Colletti knew Girardi for 20 years, since Girardi was a young Cubs catcher and Colletti headed the Cubs' public relations department; Colletti figured he'd know from the way Girardi responded whether the Dodgers still had a shot at their first choice.

"Uh, I, I'm not sure," the normally supremely confident longtime Yankees player, coach and broadcaster said.

And that's when Colletti knew for sure the Dodgers were the second choice of Girardi, who at 43 seemed to fit perfectly with the Dodgers' young nucleus.

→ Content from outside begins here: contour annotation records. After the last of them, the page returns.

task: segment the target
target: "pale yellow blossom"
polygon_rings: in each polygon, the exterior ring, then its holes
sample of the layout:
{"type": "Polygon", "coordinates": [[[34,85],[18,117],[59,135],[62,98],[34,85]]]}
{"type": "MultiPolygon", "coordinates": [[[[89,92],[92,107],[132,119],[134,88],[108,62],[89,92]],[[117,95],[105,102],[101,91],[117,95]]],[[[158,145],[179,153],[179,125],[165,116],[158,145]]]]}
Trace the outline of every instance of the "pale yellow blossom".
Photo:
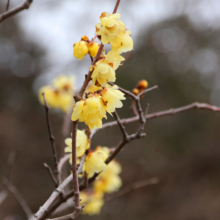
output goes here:
{"type": "Polygon", "coordinates": [[[73,55],[79,60],[82,60],[88,51],[88,43],[86,41],[78,41],[73,45],[73,55]]]}
{"type": "Polygon", "coordinates": [[[80,192],[80,199],[80,205],[86,205],[83,208],[82,214],[97,215],[104,205],[103,194],[101,192],[93,192],[92,194],[80,192]]]}
{"type": "Polygon", "coordinates": [[[99,44],[96,42],[89,42],[88,49],[89,49],[88,51],[89,55],[91,55],[92,57],[95,57],[99,50],[99,44]]]}
{"type": "Polygon", "coordinates": [[[109,81],[115,82],[115,70],[105,60],[100,60],[96,63],[92,73],[92,81],[105,87],[109,81]]]}
{"type": "Polygon", "coordinates": [[[102,99],[106,103],[106,111],[111,114],[116,108],[123,106],[121,100],[125,100],[124,93],[118,90],[118,87],[112,86],[101,91],[102,99]]]}

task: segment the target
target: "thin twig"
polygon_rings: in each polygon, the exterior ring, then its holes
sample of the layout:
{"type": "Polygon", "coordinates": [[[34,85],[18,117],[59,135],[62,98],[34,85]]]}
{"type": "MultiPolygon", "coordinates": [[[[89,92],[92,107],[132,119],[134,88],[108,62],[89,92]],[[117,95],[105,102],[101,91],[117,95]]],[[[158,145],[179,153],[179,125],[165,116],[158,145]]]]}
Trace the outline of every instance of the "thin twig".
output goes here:
{"type": "Polygon", "coordinates": [[[2,183],[5,185],[5,187],[13,194],[15,199],[20,204],[21,208],[24,210],[27,218],[30,218],[32,216],[32,211],[29,208],[28,204],[24,200],[24,198],[21,196],[21,194],[18,192],[17,188],[7,179],[4,178],[2,180],[2,183]]]}
{"type": "Polygon", "coordinates": [[[51,177],[52,181],[54,182],[55,187],[58,187],[57,180],[53,174],[51,167],[47,163],[44,163],[44,166],[46,167],[48,173],[50,174],[50,177],[51,177]]]}
{"type": "Polygon", "coordinates": [[[121,123],[121,119],[119,118],[117,111],[115,110],[115,112],[113,112],[112,114],[114,115],[115,120],[118,123],[118,126],[119,126],[119,128],[121,130],[121,133],[122,133],[123,137],[127,138],[128,137],[127,131],[125,129],[125,126],[121,123]]]}
{"type": "MultiPolygon", "coordinates": [[[[80,166],[77,170],[77,175],[82,173],[83,165],[86,159],[86,155],[83,155],[80,160],[80,166]]],[[[33,218],[30,220],[44,220],[48,216],[50,216],[57,207],[60,206],[63,202],[66,202],[67,199],[71,198],[74,195],[74,191],[71,190],[67,194],[64,194],[63,197],[59,197],[61,192],[64,190],[64,188],[73,180],[73,175],[70,174],[61,184],[58,188],[56,188],[51,196],[48,198],[48,200],[44,203],[43,206],[40,207],[38,212],[34,215],[33,218]],[[59,197],[59,199],[52,205],[52,203],[59,197]]]]}
{"type": "Polygon", "coordinates": [[[12,150],[9,154],[8,161],[7,161],[6,177],[9,179],[9,181],[11,181],[11,178],[12,178],[12,167],[15,161],[15,157],[16,157],[16,152],[12,150]]]}
{"type": "Polygon", "coordinates": [[[74,202],[75,208],[72,214],[72,219],[76,218],[81,212],[80,197],[79,197],[79,182],[77,175],[77,156],[76,156],[76,132],[77,132],[78,121],[73,121],[72,130],[72,172],[73,172],[73,190],[74,190],[74,202]]]}
{"type": "Polygon", "coordinates": [[[6,4],[6,8],[5,8],[5,11],[8,11],[9,9],[9,6],[10,6],[10,0],[7,1],[7,4],[6,4]]]}
{"type": "Polygon", "coordinates": [[[31,6],[32,2],[33,2],[33,0],[26,0],[22,5],[19,5],[19,6],[15,7],[15,8],[12,8],[9,11],[6,11],[6,12],[2,13],[0,15],[0,23],[3,20],[5,20],[5,19],[7,19],[7,18],[17,14],[18,12],[20,12],[20,11],[22,11],[24,9],[28,9],[31,6]]]}
{"type": "Polygon", "coordinates": [[[2,190],[0,192],[0,205],[6,200],[8,197],[8,192],[6,190],[2,190]]]}
{"type": "MultiPolygon", "coordinates": [[[[220,107],[217,107],[217,106],[214,106],[214,105],[209,105],[209,104],[206,104],[206,103],[194,102],[192,104],[185,105],[185,106],[182,106],[182,107],[179,107],[179,108],[171,108],[171,109],[168,109],[168,110],[165,110],[165,111],[159,111],[159,112],[151,113],[151,114],[148,114],[147,116],[145,116],[145,118],[146,118],[146,120],[150,120],[150,119],[159,118],[159,117],[162,117],[162,116],[174,115],[174,114],[184,112],[184,111],[188,111],[188,110],[191,110],[191,109],[206,109],[206,110],[217,111],[217,112],[220,111],[220,107]]],[[[129,124],[129,123],[138,121],[138,119],[139,119],[138,116],[134,116],[134,117],[131,117],[131,118],[124,118],[124,119],[121,119],[121,123],[129,124]]],[[[112,122],[108,122],[108,123],[103,124],[102,128],[92,130],[91,138],[97,131],[108,128],[108,127],[112,127],[112,126],[115,126],[115,125],[117,125],[116,121],[112,121],[112,122]]]]}
{"type": "Polygon", "coordinates": [[[118,191],[114,194],[111,194],[110,196],[105,198],[105,201],[107,202],[107,201],[111,201],[113,199],[117,199],[121,196],[124,196],[124,195],[134,191],[134,190],[143,188],[145,186],[154,185],[154,184],[157,184],[158,182],[159,182],[159,179],[157,177],[153,177],[153,178],[150,178],[150,179],[147,179],[147,180],[141,180],[141,181],[138,181],[138,182],[134,182],[131,185],[122,188],[120,191],[118,191]]]}
{"type": "Polygon", "coordinates": [[[50,139],[50,143],[51,143],[51,147],[52,147],[52,152],[53,152],[53,160],[54,160],[54,174],[55,177],[58,181],[59,184],[59,180],[58,180],[58,159],[57,159],[57,150],[56,150],[56,146],[55,146],[55,138],[53,136],[53,132],[52,132],[52,127],[51,127],[51,123],[50,123],[50,116],[49,116],[49,106],[47,104],[46,98],[45,98],[45,94],[42,93],[43,99],[44,99],[44,108],[45,108],[45,112],[46,112],[46,121],[47,121],[47,128],[48,128],[48,132],[49,132],[49,139],[50,139]]]}
{"type": "Polygon", "coordinates": [[[116,2],[116,4],[115,4],[115,8],[114,8],[112,14],[114,14],[114,13],[117,12],[119,4],[120,4],[120,0],[117,0],[117,2],[116,2]]]}

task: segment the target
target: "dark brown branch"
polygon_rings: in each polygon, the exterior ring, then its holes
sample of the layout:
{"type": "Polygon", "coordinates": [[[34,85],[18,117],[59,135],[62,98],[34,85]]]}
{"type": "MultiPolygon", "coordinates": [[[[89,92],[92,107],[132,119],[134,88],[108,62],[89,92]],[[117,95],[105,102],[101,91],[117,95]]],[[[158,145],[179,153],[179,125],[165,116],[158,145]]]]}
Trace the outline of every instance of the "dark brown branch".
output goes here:
{"type": "Polygon", "coordinates": [[[22,11],[24,9],[28,9],[31,6],[32,2],[33,2],[33,0],[26,0],[22,5],[17,6],[15,8],[12,8],[11,10],[2,13],[0,15],[0,23],[3,20],[5,20],[5,19],[7,19],[9,17],[12,17],[13,15],[17,14],[18,12],[20,12],[20,11],[22,11]]]}
{"type": "Polygon", "coordinates": [[[6,8],[5,8],[5,11],[8,11],[9,5],[10,5],[10,0],[7,1],[7,5],[6,5],[6,8]]]}
{"type": "Polygon", "coordinates": [[[115,112],[113,112],[112,114],[114,115],[115,120],[118,123],[118,126],[121,130],[121,133],[122,133],[124,139],[126,139],[128,137],[128,134],[127,134],[127,131],[125,129],[125,126],[121,123],[121,119],[119,118],[117,111],[115,110],[115,112]]]}
{"type": "MultiPolygon", "coordinates": [[[[158,117],[162,117],[162,116],[174,115],[174,114],[184,112],[184,111],[188,111],[188,110],[191,110],[191,109],[206,109],[206,110],[217,111],[217,112],[220,111],[220,107],[217,107],[217,106],[214,106],[214,105],[209,105],[209,104],[206,104],[206,103],[194,102],[192,104],[182,106],[182,107],[179,107],[179,108],[171,108],[171,109],[168,109],[168,110],[165,110],[165,111],[151,113],[151,114],[148,114],[147,116],[145,116],[145,118],[146,118],[146,120],[150,120],[150,119],[158,118],[158,117]]],[[[138,121],[138,120],[139,120],[139,117],[134,116],[134,117],[131,117],[131,118],[121,119],[121,123],[129,124],[129,123],[132,123],[132,122],[135,122],[135,121],[138,121]]],[[[93,130],[92,134],[91,134],[91,137],[97,131],[99,131],[101,129],[104,129],[104,128],[112,127],[112,126],[115,126],[115,125],[117,125],[116,121],[105,123],[105,124],[102,125],[102,128],[93,130]]]]}
{"type": "Polygon", "coordinates": [[[79,197],[79,182],[77,175],[77,156],[76,156],[76,132],[77,132],[78,121],[73,121],[72,130],[72,173],[73,173],[73,190],[74,190],[74,203],[75,209],[72,214],[72,219],[75,219],[81,212],[80,197],[79,197]]]}
{"type": "Polygon", "coordinates": [[[157,177],[150,178],[150,179],[147,179],[147,180],[141,180],[141,181],[138,181],[138,182],[134,182],[131,185],[122,188],[120,191],[109,195],[107,198],[105,198],[105,201],[107,202],[107,201],[111,201],[113,199],[117,199],[121,196],[124,196],[124,195],[130,193],[130,192],[133,192],[134,190],[143,188],[145,186],[154,185],[154,184],[157,184],[158,182],[159,182],[159,179],[157,177]]]}
{"type": "Polygon", "coordinates": [[[50,174],[50,177],[51,177],[52,181],[54,182],[55,187],[58,187],[57,180],[53,174],[51,167],[47,163],[44,163],[44,166],[46,167],[48,173],[50,174]]]}
{"type": "Polygon", "coordinates": [[[15,161],[15,157],[16,157],[16,152],[11,151],[8,157],[8,161],[7,161],[7,174],[6,174],[6,177],[8,178],[9,181],[11,181],[12,167],[15,161]]]}
{"type": "MultiPolygon", "coordinates": [[[[99,50],[98,50],[98,52],[97,52],[97,54],[96,54],[96,57],[93,59],[92,65],[94,65],[94,64],[96,63],[96,61],[99,59],[99,57],[100,57],[100,55],[101,55],[101,53],[102,53],[103,47],[104,47],[104,45],[101,44],[100,47],[99,47],[99,50]]],[[[78,101],[81,100],[82,97],[83,97],[83,94],[84,94],[84,92],[85,92],[85,90],[86,90],[86,87],[88,86],[88,84],[89,84],[89,82],[90,82],[90,80],[91,80],[92,72],[93,72],[93,71],[90,71],[90,70],[89,70],[89,72],[88,72],[88,74],[87,74],[87,76],[86,76],[86,79],[85,79],[85,81],[84,81],[84,83],[83,83],[83,85],[82,85],[82,87],[81,87],[81,89],[80,89],[80,91],[79,91],[78,96],[77,96],[78,101]]]]}
{"type": "MultiPolygon", "coordinates": [[[[82,173],[83,165],[86,159],[86,155],[83,155],[80,160],[80,166],[77,170],[77,175],[82,173]]],[[[73,180],[72,174],[70,174],[58,188],[56,188],[48,200],[44,203],[43,206],[40,207],[38,212],[34,215],[34,217],[30,220],[44,220],[49,217],[63,202],[66,202],[69,198],[74,195],[74,191],[71,190],[67,194],[64,194],[62,197],[59,197],[64,188],[73,180]],[[59,199],[54,202],[57,198],[59,199]],[[53,203],[53,204],[52,204],[53,203]]],[[[81,188],[80,188],[81,190],[81,188]]]]}
{"type": "MultiPolygon", "coordinates": [[[[47,104],[46,98],[45,98],[45,94],[42,93],[43,99],[44,99],[44,108],[45,108],[45,112],[46,112],[46,121],[47,121],[47,128],[48,128],[48,132],[49,132],[49,139],[50,139],[50,143],[51,143],[51,147],[52,147],[52,152],[53,152],[53,160],[54,160],[54,173],[55,173],[55,177],[58,181],[58,159],[57,159],[57,150],[56,150],[56,146],[55,146],[55,138],[53,136],[53,132],[52,132],[52,127],[51,127],[51,123],[50,123],[50,117],[49,117],[49,106],[47,104]]],[[[58,182],[59,184],[59,182],[58,182]]]]}
{"type": "Polygon", "coordinates": [[[13,194],[23,211],[25,212],[27,218],[30,218],[32,216],[32,211],[29,208],[28,204],[24,200],[24,198],[21,196],[21,194],[18,192],[17,188],[12,185],[12,183],[7,179],[4,178],[2,180],[2,183],[5,185],[5,187],[13,194]]]}

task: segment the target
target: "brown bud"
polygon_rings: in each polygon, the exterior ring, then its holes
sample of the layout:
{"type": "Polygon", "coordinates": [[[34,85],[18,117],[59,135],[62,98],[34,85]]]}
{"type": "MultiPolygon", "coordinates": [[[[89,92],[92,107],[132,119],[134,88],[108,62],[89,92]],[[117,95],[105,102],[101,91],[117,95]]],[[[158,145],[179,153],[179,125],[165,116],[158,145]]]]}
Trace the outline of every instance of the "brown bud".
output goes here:
{"type": "Polygon", "coordinates": [[[145,79],[142,79],[141,81],[138,82],[137,88],[139,90],[146,89],[148,87],[148,82],[145,79]]]}
{"type": "Polygon", "coordinates": [[[83,40],[83,41],[89,41],[89,38],[88,38],[86,35],[83,35],[83,36],[81,37],[81,40],[83,40]]]}
{"type": "Polygon", "coordinates": [[[135,95],[138,95],[138,94],[139,94],[139,90],[136,89],[136,88],[134,88],[134,89],[132,90],[132,93],[135,94],[135,95]]]}

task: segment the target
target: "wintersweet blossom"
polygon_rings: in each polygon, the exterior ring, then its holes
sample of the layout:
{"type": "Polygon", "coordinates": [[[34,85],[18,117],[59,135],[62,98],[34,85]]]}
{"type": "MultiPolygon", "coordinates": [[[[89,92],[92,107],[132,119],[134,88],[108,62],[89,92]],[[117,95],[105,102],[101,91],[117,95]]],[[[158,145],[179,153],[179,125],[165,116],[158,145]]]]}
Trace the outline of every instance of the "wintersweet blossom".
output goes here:
{"type": "Polygon", "coordinates": [[[116,85],[106,87],[101,91],[102,99],[105,102],[106,111],[111,114],[116,108],[123,106],[121,100],[125,100],[124,93],[118,90],[116,85]]]}
{"type": "Polygon", "coordinates": [[[95,151],[89,152],[86,157],[84,171],[87,173],[88,178],[93,177],[95,173],[100,173],[106,170],[105,160],[109,154],[108,148],[98,147],[95,151]]]}
{"type": "Polygon", "coordinates": [[[125,29],[125,25],[119,20],[120,14],[110,15],[103,12],[100,16],[100,23],[96,24],[96,34],[101,36],[102,43],[111,44],[111,49],[120,54],[133,49],[131,32],[125,29]]]}
{"type": "Polygon", "coordinates": [[[125,25],[119,20],[121,15],[115,13],[110,15],[107,12],[103,12],[100,16],[100,23],[96,24],[96,34],[101,36],[102,43],[112,43],[116,36],[125,30],[125,25]]]}
{"type": "Polygon", "coordinates": [[[102,127],[102,118],[105,115],[106,111],[101,96],[95,94],[76,103],[71,119],[85,122],[90,129],[95,129],[102,127]]]}
{"type": "Polygon", "coordinates": [[[79,60],[82,60],[88,51],[88,43],[86,41],[78,41],[73,45],[73,55],[79,60]]]}
{"type": "Polygon", "coordinates": [[[115,41],[111,43],[111,49],[118,54],[133,50],[131,31],[124,30],[120,35],[117,35],[115,41]]]}
{"type": "Polygon", "coordinates": [[[120,56],[119,54],[115,53],[114,51],[110,50],[106,57],[106,62],[113,64],[113,69],[116,70],[120,65],[121,62],[124,61],[124,57],[120,56]]]}
{"type": "Polygon", "coordinates": [[[115,70],[105,60],[100,60],[94,66],[92,73],[92,81],[105,87],[109,81],[115,82],[115,70]]]}
{"type": "Polygon", "coordinates": [[[93,192],[92,194],[80,192],[80,200],[81,206],[86,205],[82,214],[97,215],[104,205],[103,193],[101,192],[93,192]]]}
{"type": "MultiPolygon", "coordinates": [[[[72,153],[72,138],[66,138],[65,148],[66,153],[72,153]]],[[[82,157],[87,149],[90,147],[90,140],[88,139],[85,131],[77,130],[76,132],[76,156],[82,157]]]]}
{"type": "Polygon", "coordinates": [[[52,85],[43,86],[39,90],[39,101],[44,104],[42,93],[45,94],[47,104],[51,108],[59,108],[63,112],[67,112],[73,105],[74,94],[73,76],[60,75],[54,79],[52,85]]]}
{"type": "Polygon", "coordinates": [[[91,55],[92,57],[95,57],[99,50],[99,44],[93,41],[89,42],[88,50],[89,50],[88,54],[91,55]]]}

So, shortly after Grady Little delayed his decision about whether to return as manager until exactly three weeks after the season -- thus sealing his own fate as an ex-Dodgers manager -- the storied L.A. franchise had to turn to its second choice.

Joe Torre is the very reason Girardi was no longer available to Colletti. Torre also became the most obvious answer to Colletti's managing conundrum; not often does a second choice tote four World Series rings.

Colletti and Torre didn't know each other when they found each other. But Colletti flew to New York to get to know Torre, and in Colletti's estimation, "We hit it off immediately." No surprise to folks who know both men.

In some ways, Torre, Girardi's mentor, was the best man for the job all along. He proved generally terrific as a clubhouse-calming influence in New York (except in a few cases, especially when it came to Alex Rodriguez in 2006).

Yet in other ways, it's an odd choice. The Dodgers are heading in a young direction, and while a few young stars, including Derek Jeter and Jorge Posada, developed under Torre, and Colletti said, "[Torre's] personality is such that he relates to the potential All-Star as well as the All-Star," he has been universally and fairly viewed as predominantly a veterans' manager.

Torre is 67, and his team is built around talented players who are under 26. He's going to need to be at his best, as he walks into what is viewed as a split clubhouse that craves cohesion. Dodgers people will tell you the locker room's generational divide was overblown in the press late last year when a talented team fizzled -- however, the evidence of the division came directly via the public words of veteran Dodger Jeff Kent, whose complaint about a lack of "professionalism" among the star young players sparked more harsh volleys between the very young and very old.

Furthermore, according to club sources, some older Dodgers went to club higherups and privately griped about the mistakes of youth, particularly baserunning gaffes that afflicted Matt Kemp, who's seen as a potential superstar.

While some veteran Dodgers also saw the young kids as cocky and unwilling to show the proper respect to their elders, a big part of the problem, some club sources say, related to the reaction of the veteran players to long-warranted diminished playing time. Even if the benching was long overdue -- and, if anything, hindsight suggests the Dodgers were slow to provide playing time to top young stars, such as Kemp and James Loney, who easily outplayed the fading vets such as Luis Gonzalez and Nomar Garciaparra -- it didn't diminish the hard feelings of the vets.

Kemp is full of confidence, and while he's an enthusiastic kid, club officials concede he's a "young 24." But scouts also see him as "the next Dave Winfield," and he actually appears to have shown real, honest-to-goodness restraint since he never publicly spoke the obvious, which was that the Dodgers never should have signed Gonzalez, or played Gonzalez ahead of him.